Out of this beautiful evolving rainbow of diversity in our little town a wonderful thing happened last fall. Itzel, who is a star athlete, was elected Homecoming Queen. Way to go, Itzel!
When Itzel was a baby the few Mexican-American kids in school had to brawl with the majority white kids to protect their dignity. Now Itzel is the Queen of it all. And she’s going vote this fall.
So, how did the Washington Post get it so wrong. Red America — or at least my red and rural America — isn’t less diverse or more white. I’ve known that all these years Itzel has been growing into young adulthood. I saw it coming during the 2020 Census when Long Prairie as a whole was one-third Hispanic.
Of course one town does not make a trend. However, with my limited resources on the wrong side of the digital divide, I located four other rural communities with similar demographics. Worthington, in Nobles County, has a student body that is 59% Hispanic and about 25% white. St. James, in Watonwan, has a 53/46 split; Pelican Rapids, of Otter Tail County, is at 30/53, and Melrose, in Stearns County, is catching up with a 25/73 split.
At what cost is it for the centers of power, such as the Washington Post, to not just overlook my friends Francisco and Itzel but to deny their existence. And by denying their existence the urban power centers cancel the need to address the hard realities of all rural people. Those include the fact that poverty is higher in rural America than it is in urban America. Job creation is higher in urban America and educational opportunities are greater than they are in rural America. A higher percentage of people with disabilities live in rural America while, at the same time, resources for the disabled are fewer. Per capita giving by philanthropic organizations is substantially lower in rural America.
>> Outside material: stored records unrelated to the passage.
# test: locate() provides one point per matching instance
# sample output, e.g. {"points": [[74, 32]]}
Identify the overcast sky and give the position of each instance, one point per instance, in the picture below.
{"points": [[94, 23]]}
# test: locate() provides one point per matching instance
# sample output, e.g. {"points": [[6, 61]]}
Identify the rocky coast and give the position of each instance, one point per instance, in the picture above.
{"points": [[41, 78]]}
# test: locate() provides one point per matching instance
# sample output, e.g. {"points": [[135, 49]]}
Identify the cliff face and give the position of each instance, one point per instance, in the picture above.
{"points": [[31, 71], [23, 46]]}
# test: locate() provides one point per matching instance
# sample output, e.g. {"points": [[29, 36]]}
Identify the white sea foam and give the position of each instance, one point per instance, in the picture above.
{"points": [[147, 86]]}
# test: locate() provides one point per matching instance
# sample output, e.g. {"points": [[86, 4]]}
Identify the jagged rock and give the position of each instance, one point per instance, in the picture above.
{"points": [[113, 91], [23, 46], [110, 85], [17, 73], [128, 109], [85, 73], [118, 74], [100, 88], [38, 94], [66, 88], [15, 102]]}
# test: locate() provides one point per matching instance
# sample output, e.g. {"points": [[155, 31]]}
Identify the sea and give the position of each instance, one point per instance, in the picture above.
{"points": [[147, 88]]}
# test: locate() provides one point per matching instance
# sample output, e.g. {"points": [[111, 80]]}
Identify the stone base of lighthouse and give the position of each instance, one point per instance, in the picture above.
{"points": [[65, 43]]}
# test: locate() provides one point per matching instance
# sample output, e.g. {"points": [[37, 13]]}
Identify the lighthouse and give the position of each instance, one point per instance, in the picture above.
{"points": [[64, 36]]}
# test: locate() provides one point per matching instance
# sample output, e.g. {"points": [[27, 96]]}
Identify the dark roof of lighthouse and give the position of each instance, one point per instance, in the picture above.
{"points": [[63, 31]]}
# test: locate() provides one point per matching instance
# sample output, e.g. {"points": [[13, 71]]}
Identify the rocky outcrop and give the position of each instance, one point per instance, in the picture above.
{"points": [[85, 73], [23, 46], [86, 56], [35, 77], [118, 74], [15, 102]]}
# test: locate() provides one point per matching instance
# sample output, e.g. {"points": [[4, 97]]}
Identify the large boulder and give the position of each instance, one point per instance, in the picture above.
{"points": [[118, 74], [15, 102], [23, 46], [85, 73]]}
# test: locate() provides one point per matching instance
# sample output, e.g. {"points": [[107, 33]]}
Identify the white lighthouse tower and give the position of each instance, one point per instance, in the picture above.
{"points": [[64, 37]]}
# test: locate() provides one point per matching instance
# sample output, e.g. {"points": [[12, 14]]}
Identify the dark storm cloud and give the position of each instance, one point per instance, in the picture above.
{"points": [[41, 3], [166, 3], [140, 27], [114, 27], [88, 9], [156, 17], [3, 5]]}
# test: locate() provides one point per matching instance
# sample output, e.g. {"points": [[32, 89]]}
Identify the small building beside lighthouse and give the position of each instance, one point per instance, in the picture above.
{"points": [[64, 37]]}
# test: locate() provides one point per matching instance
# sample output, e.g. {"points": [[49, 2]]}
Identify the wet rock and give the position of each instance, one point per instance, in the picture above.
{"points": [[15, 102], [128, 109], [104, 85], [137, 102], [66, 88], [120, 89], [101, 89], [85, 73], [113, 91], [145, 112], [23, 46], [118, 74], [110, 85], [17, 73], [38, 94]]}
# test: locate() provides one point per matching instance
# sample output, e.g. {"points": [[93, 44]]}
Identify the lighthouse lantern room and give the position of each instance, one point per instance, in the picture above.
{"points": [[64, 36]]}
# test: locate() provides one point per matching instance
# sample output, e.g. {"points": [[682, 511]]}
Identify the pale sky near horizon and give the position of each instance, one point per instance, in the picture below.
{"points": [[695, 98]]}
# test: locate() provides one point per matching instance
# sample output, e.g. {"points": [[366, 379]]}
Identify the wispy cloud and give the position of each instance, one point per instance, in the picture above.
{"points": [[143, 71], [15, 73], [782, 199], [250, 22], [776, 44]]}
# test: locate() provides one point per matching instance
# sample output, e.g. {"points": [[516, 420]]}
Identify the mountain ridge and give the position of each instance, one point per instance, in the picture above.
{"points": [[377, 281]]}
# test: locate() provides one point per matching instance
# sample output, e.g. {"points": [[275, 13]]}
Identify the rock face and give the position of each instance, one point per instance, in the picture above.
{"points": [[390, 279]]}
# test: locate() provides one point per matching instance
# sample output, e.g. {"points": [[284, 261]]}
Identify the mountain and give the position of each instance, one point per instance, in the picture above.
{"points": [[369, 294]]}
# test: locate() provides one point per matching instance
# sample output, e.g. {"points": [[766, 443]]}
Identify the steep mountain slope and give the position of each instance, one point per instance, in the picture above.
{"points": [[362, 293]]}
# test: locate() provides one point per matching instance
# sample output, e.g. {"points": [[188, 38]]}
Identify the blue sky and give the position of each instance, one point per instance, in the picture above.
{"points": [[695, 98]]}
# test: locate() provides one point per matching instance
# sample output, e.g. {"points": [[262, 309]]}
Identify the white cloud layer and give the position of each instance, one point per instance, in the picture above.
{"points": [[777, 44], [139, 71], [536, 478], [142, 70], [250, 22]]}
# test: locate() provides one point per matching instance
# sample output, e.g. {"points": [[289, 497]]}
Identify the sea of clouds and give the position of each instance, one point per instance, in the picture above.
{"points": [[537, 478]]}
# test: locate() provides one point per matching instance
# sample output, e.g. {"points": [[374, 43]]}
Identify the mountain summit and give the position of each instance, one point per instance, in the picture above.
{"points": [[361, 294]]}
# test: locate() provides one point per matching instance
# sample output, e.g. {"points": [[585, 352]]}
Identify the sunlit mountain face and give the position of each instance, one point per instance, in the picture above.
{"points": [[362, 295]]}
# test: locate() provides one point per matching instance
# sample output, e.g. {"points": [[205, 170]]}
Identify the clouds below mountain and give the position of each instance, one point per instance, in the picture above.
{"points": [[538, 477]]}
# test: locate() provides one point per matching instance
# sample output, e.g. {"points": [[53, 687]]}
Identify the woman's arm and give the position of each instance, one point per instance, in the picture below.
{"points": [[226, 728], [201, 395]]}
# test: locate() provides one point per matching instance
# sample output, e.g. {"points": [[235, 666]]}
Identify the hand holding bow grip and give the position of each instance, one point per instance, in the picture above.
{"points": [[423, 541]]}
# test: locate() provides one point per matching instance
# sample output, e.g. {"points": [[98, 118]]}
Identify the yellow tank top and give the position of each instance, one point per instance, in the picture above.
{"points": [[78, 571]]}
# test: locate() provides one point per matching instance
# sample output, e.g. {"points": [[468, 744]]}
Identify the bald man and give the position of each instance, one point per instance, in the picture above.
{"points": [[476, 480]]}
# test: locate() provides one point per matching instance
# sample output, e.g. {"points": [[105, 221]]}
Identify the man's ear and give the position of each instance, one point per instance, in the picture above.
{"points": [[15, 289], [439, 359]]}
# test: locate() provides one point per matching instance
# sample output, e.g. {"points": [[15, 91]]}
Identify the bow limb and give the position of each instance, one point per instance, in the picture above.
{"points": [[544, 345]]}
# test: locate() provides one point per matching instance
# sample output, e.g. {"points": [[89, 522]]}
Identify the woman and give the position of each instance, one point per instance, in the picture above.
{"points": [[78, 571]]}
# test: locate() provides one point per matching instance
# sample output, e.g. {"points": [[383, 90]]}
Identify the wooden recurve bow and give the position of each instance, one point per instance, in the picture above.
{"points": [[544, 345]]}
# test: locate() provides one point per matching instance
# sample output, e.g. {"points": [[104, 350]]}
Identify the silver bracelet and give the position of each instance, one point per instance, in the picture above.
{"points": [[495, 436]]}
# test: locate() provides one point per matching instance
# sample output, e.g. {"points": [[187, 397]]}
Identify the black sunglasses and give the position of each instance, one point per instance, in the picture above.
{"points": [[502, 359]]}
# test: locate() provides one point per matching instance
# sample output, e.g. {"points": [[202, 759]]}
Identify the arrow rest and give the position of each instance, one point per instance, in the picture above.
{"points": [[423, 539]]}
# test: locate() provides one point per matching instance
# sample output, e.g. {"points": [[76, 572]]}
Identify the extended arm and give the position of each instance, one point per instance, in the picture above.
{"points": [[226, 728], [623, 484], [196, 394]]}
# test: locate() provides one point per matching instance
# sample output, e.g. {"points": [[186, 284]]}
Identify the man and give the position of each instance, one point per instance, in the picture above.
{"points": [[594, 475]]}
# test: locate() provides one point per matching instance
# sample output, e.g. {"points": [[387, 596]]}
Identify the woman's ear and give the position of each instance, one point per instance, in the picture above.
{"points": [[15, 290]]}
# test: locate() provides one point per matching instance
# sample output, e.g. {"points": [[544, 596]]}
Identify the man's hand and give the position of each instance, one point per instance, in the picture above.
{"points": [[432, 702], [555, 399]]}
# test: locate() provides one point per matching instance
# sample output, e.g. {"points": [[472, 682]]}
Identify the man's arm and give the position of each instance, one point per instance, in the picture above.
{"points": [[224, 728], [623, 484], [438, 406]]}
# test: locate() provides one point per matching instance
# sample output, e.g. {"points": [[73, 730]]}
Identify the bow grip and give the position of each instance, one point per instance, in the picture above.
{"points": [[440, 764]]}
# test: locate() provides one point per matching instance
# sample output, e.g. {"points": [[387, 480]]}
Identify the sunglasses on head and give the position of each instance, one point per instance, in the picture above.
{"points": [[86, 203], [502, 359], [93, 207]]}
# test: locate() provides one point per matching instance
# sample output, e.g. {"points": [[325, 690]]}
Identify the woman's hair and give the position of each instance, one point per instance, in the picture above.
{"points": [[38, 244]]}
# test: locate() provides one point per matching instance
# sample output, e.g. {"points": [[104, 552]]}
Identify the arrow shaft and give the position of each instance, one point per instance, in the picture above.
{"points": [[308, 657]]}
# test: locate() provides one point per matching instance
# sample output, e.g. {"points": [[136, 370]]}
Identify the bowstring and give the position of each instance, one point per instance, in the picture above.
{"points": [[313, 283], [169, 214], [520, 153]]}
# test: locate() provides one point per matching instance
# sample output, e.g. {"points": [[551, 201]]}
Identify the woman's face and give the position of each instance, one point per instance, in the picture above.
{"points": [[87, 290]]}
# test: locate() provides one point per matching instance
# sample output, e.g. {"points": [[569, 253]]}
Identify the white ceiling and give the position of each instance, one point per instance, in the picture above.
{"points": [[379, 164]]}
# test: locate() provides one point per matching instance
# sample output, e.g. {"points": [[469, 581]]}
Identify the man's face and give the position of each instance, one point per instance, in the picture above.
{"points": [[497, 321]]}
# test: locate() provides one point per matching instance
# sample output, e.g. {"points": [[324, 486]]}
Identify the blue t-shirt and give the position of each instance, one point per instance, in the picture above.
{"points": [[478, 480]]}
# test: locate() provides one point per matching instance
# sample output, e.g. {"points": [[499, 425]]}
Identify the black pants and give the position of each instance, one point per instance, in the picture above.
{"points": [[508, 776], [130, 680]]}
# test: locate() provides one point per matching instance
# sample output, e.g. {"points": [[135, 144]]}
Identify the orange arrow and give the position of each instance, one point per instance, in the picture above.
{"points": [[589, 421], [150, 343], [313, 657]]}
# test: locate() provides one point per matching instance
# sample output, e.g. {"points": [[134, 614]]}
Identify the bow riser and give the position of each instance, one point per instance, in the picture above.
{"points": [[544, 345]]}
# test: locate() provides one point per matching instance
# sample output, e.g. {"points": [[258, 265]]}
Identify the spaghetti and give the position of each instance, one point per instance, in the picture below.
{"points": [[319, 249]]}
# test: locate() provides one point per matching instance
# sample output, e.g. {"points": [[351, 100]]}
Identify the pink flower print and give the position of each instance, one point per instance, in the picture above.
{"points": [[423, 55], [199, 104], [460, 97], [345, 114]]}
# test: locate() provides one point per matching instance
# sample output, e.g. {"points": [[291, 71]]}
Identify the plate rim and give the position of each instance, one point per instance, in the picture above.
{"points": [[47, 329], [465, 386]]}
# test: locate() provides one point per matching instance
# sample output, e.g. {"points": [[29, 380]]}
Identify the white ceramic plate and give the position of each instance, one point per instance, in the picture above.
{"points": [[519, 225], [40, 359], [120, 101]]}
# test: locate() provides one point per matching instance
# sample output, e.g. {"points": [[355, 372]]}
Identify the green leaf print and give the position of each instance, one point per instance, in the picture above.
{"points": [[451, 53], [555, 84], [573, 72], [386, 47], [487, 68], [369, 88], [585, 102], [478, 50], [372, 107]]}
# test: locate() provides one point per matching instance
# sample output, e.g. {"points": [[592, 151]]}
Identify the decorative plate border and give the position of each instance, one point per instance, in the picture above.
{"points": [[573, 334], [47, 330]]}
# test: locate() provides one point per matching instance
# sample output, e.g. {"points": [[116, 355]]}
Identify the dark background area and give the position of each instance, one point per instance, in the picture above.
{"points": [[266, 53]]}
There is indeed an urban-rural divide between red and rural Minnesota, and urban America, but it is not of rural America’s making.
I will not vote for Trump, or trumpists, in the upcoming elections, but I can’t promise you Itzel and Francisco won’t join the majority of Todd County voters and do so. Why wouldn’t they?
Tim King has been a vegetable and sheep farmer and a freelance journalist for the past 35 years. He was co-founder and publisher of the bilingual monthly newspaper La Voz Libre and the community foundation Dreams United/Sueños Unidos.